L’homme et la machine : un binôme parfait ?

Bien que les avantages potentiels de l’IA soient énormes, il y a des craintes bien connues à surmonter. La plus grande inquiétude est que l’IA remplace les humains, mais Flynn tient à rassurer sur le fait qu’une réalité alternative est plus probable. « L’IA permettra aux professionnels de la fiscalité de travailler mieux, plus intelligemment et plus rapidement, ce qui signifie qu’ils pourront passer plus de temps à fournir des informations plus précieuses pour l’organisation, de la gestion des risques au partenariat avec l’entreprise en ce qui concerne ses projets et ses priorités stratégiques », comme il l’affirme.

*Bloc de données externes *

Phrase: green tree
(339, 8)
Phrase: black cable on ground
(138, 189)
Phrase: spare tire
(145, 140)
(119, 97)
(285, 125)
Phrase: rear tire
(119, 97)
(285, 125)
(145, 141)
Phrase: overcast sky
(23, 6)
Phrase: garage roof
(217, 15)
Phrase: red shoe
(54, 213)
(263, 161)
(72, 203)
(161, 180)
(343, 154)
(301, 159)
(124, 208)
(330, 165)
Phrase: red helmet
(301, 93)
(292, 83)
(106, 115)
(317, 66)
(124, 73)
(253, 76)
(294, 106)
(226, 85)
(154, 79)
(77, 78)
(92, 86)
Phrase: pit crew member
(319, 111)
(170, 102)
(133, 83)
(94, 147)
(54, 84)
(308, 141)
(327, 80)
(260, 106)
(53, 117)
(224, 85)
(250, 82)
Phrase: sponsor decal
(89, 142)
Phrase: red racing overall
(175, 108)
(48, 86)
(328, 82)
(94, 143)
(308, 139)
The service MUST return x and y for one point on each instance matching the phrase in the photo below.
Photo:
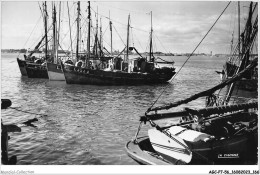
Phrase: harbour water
(86, 124)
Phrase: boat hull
(100, 77)
(22, 66)
(238, 151)
(55, 72)
(37, 71)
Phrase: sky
(178, 26)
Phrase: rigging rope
(119, 35)
(160, 42)
(189, 56)
(28, 112)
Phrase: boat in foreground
(229, 138)
(222, 133)
(55, 72)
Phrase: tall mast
(238, 30)
(151, 38)
(127, 39)
(88, 31)
(46, 30)
(97, 34)
(54, 37)
(58, 35)
(110, 22)
(77, 47)
(70, 30)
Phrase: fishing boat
(242, 56)
(217, 134)
(113, 70)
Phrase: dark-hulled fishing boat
(108, 70)
(218, 134)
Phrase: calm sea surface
(85, 124)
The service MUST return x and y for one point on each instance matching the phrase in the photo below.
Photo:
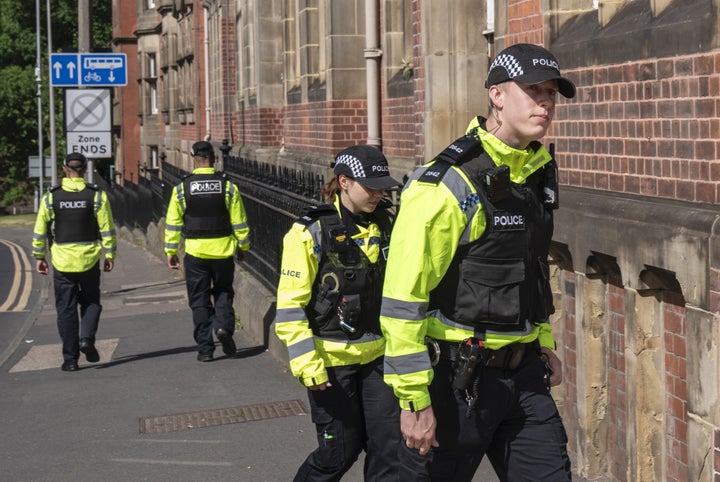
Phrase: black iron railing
(273, 198)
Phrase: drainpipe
(373, 54)
(206, 47)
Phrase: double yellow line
(21, 288)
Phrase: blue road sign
(88, 70)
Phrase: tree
(18, 87)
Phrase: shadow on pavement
(143, 356)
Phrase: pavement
(148, 410)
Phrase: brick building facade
(636, 255)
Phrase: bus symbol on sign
(98, 70)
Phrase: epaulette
(313, 213)
(459, 151)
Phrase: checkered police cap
(75, 161)
(528, 64)
(366, 165)
(202, 149)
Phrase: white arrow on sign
(58, 68)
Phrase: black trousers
(210, 291)
(359, 412)
(514, 421)
(73, 290)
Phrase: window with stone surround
(302, 52)
(399, 62)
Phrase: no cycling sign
(88, 122)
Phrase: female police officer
(328, 306)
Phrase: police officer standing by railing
(206, 209)
(468, 279)
(328, 305)
(76, 220)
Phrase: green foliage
(18, 84)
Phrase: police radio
(550, 181)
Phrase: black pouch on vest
(497, 183)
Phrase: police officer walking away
(76, 220)
(328, 305)
(207, 211)
(468, 276)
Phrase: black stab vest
(345, 272)
(500, 281)
(75, 220)
(206, 214)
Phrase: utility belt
(470, 354)
(507, 357)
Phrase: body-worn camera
(349, 314)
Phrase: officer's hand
(552, 361)
(41, 266)
(418, 429)
(321, 386)
(173, 261)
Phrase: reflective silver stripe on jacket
(444, 320)
(403, 310)
(407, 364)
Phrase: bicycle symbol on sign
(92, 77)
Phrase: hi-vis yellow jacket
(207, 248)
(433, 221)
(309, 355)
(75, 257)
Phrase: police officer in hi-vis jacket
(468, 281)
(76, 220)
(207, 211)
(328, 304)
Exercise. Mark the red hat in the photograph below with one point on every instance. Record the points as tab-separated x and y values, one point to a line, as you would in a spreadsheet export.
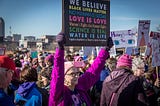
6	62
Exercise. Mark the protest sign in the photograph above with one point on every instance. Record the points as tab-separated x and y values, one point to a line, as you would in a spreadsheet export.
143	32
124	38
86	22
155	44
34	54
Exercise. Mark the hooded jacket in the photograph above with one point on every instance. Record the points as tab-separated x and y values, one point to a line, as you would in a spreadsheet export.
122	88
28	94
60	95
5	100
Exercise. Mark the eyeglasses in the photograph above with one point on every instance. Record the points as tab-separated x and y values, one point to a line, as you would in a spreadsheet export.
77	74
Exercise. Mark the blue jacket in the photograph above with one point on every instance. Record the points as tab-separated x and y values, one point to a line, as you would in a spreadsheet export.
5	100
28	94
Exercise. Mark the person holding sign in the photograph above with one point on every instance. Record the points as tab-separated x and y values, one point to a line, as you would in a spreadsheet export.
67	87
7	69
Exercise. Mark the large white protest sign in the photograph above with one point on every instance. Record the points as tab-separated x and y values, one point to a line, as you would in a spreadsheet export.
143	32
124	38
2	51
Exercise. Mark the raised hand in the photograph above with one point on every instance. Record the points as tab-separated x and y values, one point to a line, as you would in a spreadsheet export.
109	44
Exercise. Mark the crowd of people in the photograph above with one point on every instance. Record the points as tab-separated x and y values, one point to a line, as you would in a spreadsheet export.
61	79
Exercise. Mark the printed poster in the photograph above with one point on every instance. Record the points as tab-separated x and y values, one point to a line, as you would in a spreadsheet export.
86	22
124	38
155	43
143	33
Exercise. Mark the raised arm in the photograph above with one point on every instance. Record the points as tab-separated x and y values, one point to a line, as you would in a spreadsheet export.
91	76
57	81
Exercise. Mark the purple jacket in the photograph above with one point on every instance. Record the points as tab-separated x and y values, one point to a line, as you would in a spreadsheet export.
59	94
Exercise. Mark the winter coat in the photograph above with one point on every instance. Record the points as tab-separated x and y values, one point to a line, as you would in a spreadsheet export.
28	94
60	95
122	88
5	100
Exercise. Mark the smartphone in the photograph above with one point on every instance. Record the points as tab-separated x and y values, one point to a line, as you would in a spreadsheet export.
79	64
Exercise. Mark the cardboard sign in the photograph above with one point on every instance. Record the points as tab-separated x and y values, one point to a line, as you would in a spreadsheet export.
34	54
124	38
86	22
143	32
155	44
2	51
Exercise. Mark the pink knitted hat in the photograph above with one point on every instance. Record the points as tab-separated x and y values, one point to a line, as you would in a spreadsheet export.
67	66
125	60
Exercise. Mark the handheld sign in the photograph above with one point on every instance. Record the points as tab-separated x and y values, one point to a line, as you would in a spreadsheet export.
2	51
86	22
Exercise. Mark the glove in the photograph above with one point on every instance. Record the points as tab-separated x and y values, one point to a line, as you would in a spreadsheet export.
60	39
109	44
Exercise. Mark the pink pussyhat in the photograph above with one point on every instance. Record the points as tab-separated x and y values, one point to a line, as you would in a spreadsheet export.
125	60
67	66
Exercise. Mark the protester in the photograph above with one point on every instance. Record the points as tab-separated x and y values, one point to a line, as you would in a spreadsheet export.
49	61
138	67
121	87
27	93
67	88
7	68
95	92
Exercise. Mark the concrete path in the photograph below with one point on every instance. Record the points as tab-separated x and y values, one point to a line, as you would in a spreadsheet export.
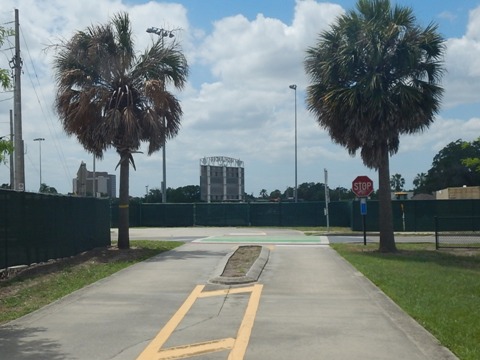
307	304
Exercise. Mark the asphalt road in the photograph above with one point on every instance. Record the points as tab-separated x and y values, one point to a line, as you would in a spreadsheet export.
308	303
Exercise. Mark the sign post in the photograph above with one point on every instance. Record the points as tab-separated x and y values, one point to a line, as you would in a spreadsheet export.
362	186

En outre, l'intelligence artificielle devrait créer de nouveaux rôles qui n’ont jamais existé auparavant, tels que les architectes de solutions qui ont besoin de connaître à la fois la technologie et la fiscalité, et d’améliorer la capacité de la profession fiscale pour attirer et retenir les meilleurs et les plus brillants éléments, selon Fiore. « Le travail de niveau supérieur et de haute technologie que l’IA permet encouragera les meilleurs et les plus brillants à entrer dans la profession, il les aidera à apprendre plus rapidement et offrira une plus grande satisfaction professionnelle », dit-il.

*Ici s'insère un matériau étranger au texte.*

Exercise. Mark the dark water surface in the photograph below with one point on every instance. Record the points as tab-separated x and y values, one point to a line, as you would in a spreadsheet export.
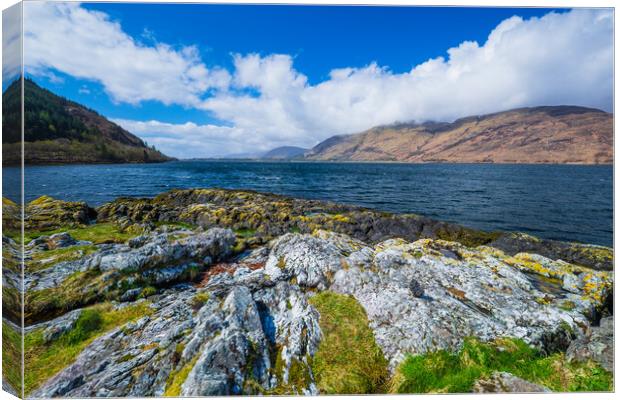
565	202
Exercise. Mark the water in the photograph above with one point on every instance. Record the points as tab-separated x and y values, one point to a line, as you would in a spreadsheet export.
564	202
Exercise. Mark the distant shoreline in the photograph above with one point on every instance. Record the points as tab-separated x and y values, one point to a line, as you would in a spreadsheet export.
259	161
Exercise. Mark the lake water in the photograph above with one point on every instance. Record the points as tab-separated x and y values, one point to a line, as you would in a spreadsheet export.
564	202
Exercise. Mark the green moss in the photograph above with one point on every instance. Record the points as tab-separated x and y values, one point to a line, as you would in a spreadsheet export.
96	233
444	372
467	237
176	224
199	300
43	360
12	356
45	259
147	292
126	358
245	232
567	305
348	359
177	378
78	290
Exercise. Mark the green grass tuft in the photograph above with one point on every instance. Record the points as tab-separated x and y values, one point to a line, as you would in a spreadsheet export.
445	372
45	359
348	359
177	378
45	259
11	356
97	233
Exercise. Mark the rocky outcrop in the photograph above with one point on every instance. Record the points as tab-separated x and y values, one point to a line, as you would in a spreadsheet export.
268	216
219	318
504	382
554	135
46	213
597	345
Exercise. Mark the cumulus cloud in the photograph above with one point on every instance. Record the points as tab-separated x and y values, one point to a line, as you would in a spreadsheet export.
560	58
89	45
557	59
11	43
190	140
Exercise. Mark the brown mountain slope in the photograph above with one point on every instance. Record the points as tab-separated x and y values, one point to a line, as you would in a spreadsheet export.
61	131
562	134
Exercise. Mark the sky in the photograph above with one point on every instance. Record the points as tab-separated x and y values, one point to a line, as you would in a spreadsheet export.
215	80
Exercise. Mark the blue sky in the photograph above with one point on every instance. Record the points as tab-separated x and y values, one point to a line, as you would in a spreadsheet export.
209	80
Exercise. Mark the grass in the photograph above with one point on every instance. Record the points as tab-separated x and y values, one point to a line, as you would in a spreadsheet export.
199	300
44	360
445	372
11	356
177	378
105	232
175	225
466	236
348	359
45	259
77	290
245	232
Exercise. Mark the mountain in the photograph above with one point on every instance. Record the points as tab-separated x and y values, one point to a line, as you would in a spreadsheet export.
59	131
558	134
284	153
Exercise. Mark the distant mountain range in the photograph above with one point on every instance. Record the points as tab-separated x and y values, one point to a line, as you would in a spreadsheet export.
284	153
559	134
60	131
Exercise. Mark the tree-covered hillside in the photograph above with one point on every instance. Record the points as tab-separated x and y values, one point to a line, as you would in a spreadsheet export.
58	130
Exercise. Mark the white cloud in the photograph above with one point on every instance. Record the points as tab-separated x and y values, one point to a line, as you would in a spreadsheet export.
11	43
557	59
190	140
87	44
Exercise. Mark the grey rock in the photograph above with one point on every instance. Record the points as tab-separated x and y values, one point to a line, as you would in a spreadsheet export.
417	299
131	294
416	289
504	382
597	345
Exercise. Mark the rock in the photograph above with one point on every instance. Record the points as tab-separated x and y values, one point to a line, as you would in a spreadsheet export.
274	215
55	328
56	241
479	294
416	289
159	251
597	345
310	260
247	326
131	294
595	257
504	382
46	213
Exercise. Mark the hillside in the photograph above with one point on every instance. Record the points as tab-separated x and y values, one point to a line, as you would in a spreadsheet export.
59	131
562	134
284	153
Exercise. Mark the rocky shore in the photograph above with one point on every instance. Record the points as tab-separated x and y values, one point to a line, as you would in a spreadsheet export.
214	292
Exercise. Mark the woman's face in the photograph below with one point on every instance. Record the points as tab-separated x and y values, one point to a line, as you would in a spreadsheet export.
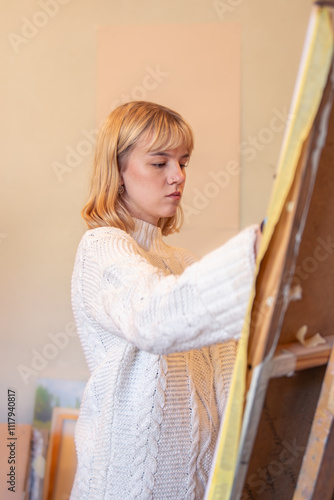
154	182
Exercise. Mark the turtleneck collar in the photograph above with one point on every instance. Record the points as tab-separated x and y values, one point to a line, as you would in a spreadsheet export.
147	235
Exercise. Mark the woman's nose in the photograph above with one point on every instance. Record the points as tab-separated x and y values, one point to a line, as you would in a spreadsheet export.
176	175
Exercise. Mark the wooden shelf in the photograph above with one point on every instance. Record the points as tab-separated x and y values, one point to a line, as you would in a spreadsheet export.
293	357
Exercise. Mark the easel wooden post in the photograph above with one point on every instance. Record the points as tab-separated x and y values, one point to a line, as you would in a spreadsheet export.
284	414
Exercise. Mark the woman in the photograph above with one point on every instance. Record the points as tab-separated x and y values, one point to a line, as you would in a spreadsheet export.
159	330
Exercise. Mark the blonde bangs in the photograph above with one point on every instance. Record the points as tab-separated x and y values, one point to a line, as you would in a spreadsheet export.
163	128
168	133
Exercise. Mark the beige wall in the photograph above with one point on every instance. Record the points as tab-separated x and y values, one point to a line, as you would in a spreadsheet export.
48	99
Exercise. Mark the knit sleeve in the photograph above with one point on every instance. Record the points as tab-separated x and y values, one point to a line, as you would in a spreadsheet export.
161	314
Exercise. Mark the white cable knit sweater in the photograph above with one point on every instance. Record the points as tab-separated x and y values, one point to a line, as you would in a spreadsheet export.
150	320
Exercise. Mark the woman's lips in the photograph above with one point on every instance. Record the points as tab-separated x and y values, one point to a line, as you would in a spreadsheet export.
176	195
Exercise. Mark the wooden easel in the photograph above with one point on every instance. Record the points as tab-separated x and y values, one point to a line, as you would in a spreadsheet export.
287	442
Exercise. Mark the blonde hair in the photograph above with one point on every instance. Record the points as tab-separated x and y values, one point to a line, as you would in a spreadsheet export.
125	126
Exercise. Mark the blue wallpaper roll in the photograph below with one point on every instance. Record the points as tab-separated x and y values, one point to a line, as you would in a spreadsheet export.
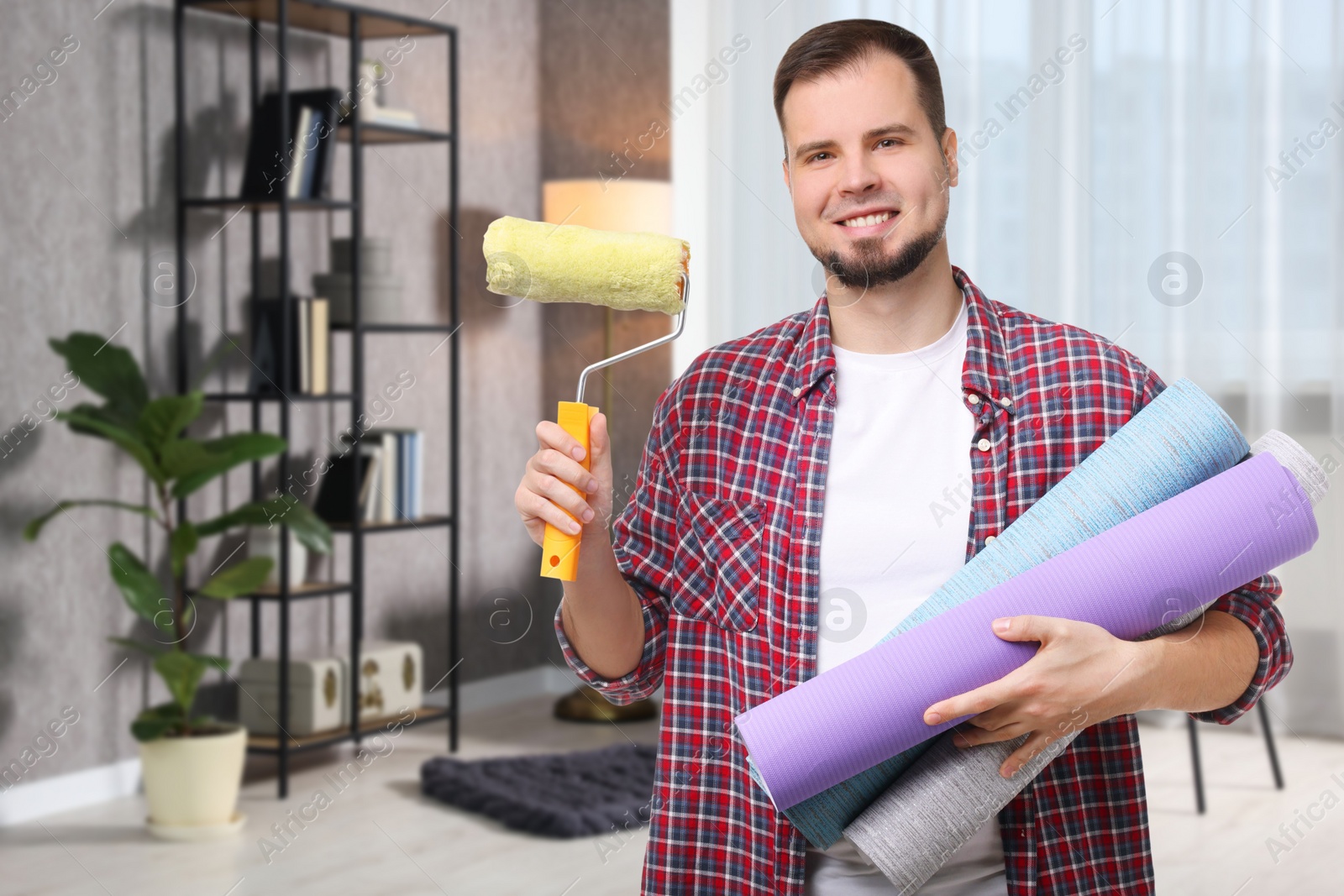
1180	439
1133	578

Il est également important de noter qu’il y a certaines choses que l’IA ne peut pas faire, y compris l'analyse critique par l'humain, l’interprétation et le jugement. « L’IA ne supprimera pas le besoin d’expérience humaine et de perspicacité », explique Flynn. « Des professionnels de la fiscalité très compétents et qualifiés, dotés d’un esprit critique, seront toujours nécessaires pour prendre de bonnes décisions concernant ce qu’une machine à base d’IA conclut ou recommande. »

 

Il ne s’agit pas de remplacer les humains, il s’agit de la technologie augmentant le rôle que jouent les humains.
Dr Harvey Lewis
Scientifique des données en chef - Technologie fiscale et transformation d’EY Royaume-Uni et Irlande

Les applications d’IA doivent être configurées par des personnes qui s’y connaissent en fiscalité. « Il ne s’agit pas de remplacer les humains, il s’agit de la technologie augmentant le rôle que jouent les humains », explique Lewis. « Nous ne pouvons pas faire en sorte qu’une machine soit absolument parfaite de la même manière que nous ne pouvons pas faire en sorte que les humains soient absolument parfaits. Les deux font des erreurs, mais ils ont tendance à faire différents types d’erreurs. Cette collaboration permet aux clients de faire des choses qu’ils n’avaient tout simplement pas la possibilité de faire auparavant. »

En fin de compte, tout comme l’IA en est à ses balbutiements, la plupart des organisations sont au début de leur parcours avec la technologie. « Ce qui devrait freiner les entreprises, c’est la rareté des compétences, mais, dans les faits, c’est plutôt la méconnaissance des possibilités offertes qui fait obstacle », comme le précise Lewis.

Points d’action

  1. Identifier à quoi ressemble la feuille de route numérique de la fonction fiscale aujourd’hui et à quoi les parties prenantes souhaiteraient que son parcours numérique ressemble.
  2. Identifier ce en quoi la technologie de l’IA peut apporter de la valeur ajoutée.
  3. Utiliser des alliances pour identifier les outils, les interfaces d’application et les ensembles de données d’apprentissage appropriés.
  4. Acquérir des talents fiscaux, soit en internes soit en externe, ayant l’expertise technologique pour soutenir une initiative s’appuyant sur l’IA.
  5. Concevoir et mettre en œuvre une étude de faisabilité pour expérimenter et évaluer les éventuelles perspectives d’avenir.

Ce qu'il faut retenir

L’intégration de l’IA dans la fonction fiscale peut contribuer à améliorer l’efficacité et à répondre aux exigences numériques croissantes des administrations fiscales.